L’Esma se penche sur la technologie Blockchain

le 03/06/2016 L'AGEFI Quotidien / Edition de 7H

L'autorité s'intéresse à l'impact potentiel sur les marchés d'instruments financiers et s'interroge sur la nécessité d'une réglementation appropriée.

 L’Autorité européenne des marchés financiers (Esma).
La consultation de l’Esma se concentrera sur les conséquences de cette technologie, notamment sur le post-trade.
(Photo Pierre Chiquelin.)

Les investissements recourant à des cryptomonnaies sont encore marginaux. Mais la technologie sous-jacente, dite de registre distribué (distributed ledger technology - DLT) ou Blockchain, a le potentiel pour être utilisée massivement par les marchés financiers, en dehors de l'univers des monnaies cryptographiques, et avec des effets éventuellement perturbateurs. C'est face à cette promesse, de plus en plus débattue ces derniers mois, que l'Autorité européenne des marchés financiers (Esma) a décidé de lancer une consultation sur le sujet. Les réponses recueillies serviront à élaborer un avis sur le sujet et à déterminer si une réponse réglementaire est nécessaire.

Quels effets sur le post-trade ?

L'autorité de surveillance a choisi de se concentrer sur l'impact possible de cette technologie pour les marchés d'instruments financiers, en particulier sur les fonctions post-trade.
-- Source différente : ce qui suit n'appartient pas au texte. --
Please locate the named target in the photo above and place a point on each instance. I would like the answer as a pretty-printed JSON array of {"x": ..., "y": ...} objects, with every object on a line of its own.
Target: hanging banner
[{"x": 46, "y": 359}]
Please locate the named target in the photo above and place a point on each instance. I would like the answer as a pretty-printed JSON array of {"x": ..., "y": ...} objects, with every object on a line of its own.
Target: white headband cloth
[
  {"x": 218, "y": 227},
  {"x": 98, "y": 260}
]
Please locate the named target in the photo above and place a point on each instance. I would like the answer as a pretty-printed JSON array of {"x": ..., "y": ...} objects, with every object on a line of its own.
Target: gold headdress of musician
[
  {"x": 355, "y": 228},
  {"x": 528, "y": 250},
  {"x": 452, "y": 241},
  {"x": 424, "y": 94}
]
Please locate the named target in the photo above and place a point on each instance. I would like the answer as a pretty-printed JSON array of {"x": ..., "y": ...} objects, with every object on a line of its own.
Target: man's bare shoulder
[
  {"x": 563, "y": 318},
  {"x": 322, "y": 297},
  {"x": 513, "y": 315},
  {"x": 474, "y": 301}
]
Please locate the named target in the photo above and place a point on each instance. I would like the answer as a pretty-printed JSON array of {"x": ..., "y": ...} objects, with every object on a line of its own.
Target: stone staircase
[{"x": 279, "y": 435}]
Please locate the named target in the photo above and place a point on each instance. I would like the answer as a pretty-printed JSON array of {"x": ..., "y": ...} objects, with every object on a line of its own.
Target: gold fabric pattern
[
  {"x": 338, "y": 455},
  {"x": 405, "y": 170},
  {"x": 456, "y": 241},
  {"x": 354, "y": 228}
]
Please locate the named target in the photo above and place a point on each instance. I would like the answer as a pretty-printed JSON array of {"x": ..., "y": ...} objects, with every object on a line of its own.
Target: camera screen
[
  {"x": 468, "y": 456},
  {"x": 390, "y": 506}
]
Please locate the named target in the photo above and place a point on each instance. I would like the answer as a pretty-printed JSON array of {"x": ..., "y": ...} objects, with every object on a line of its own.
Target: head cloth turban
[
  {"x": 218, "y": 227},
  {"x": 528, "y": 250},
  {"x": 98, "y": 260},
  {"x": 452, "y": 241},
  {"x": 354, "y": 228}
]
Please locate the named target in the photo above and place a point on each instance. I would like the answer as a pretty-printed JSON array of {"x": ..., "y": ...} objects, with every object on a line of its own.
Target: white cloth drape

Dans un document préalable à cette consultation, l'Esma s'efforce de livrer une analyse préliminaire «factuelle et objective». Pour rappel, la technologie Blockchain repose sur le principe d'un «grand cahier partagé» permettant l'enregistrement et la réconciliation de transactions de manière publique, infalsifiable et indestructible. Parmi les avantages potentiels, l'Esma cite un traitement plus rapide de la compensation et du règlement de certaines transactions financières, un enregistrement facilité et plus sécurisé de la propriété de titres financiers, une amélioration du reporting et de la supervision ou encore la réduction du risque de contrepartie.

A contrario, la technologie est sujette à des craintes liées à sa capacité d'adaptation à la demande («scalabilité»), à son interopérabilité avec les systèmes existants, à un éventuel mécanisme de recours ou à la question de la prise en compte des dérivés (absence de netting). Sans oublier le cadre réglementaire existant qui pourrait freiner son déploiement, notamment dans le cas de la compensation où plusieurs exigences différentes viendraient s'appliquer en fonction du type d'instrument concerné.

Dans une étude distincte réalisée en collaboration avec Accenture, le réseau Swift souligne aussi que des avancées significatives en recherche et développement seront nécessaires dans toute une série de domaines (standardisation, contrôles des données, gouvernance forte, gestion des identités...) avant que la Blockchain ne puisse essaimer à l'échelle de l'industrie financière.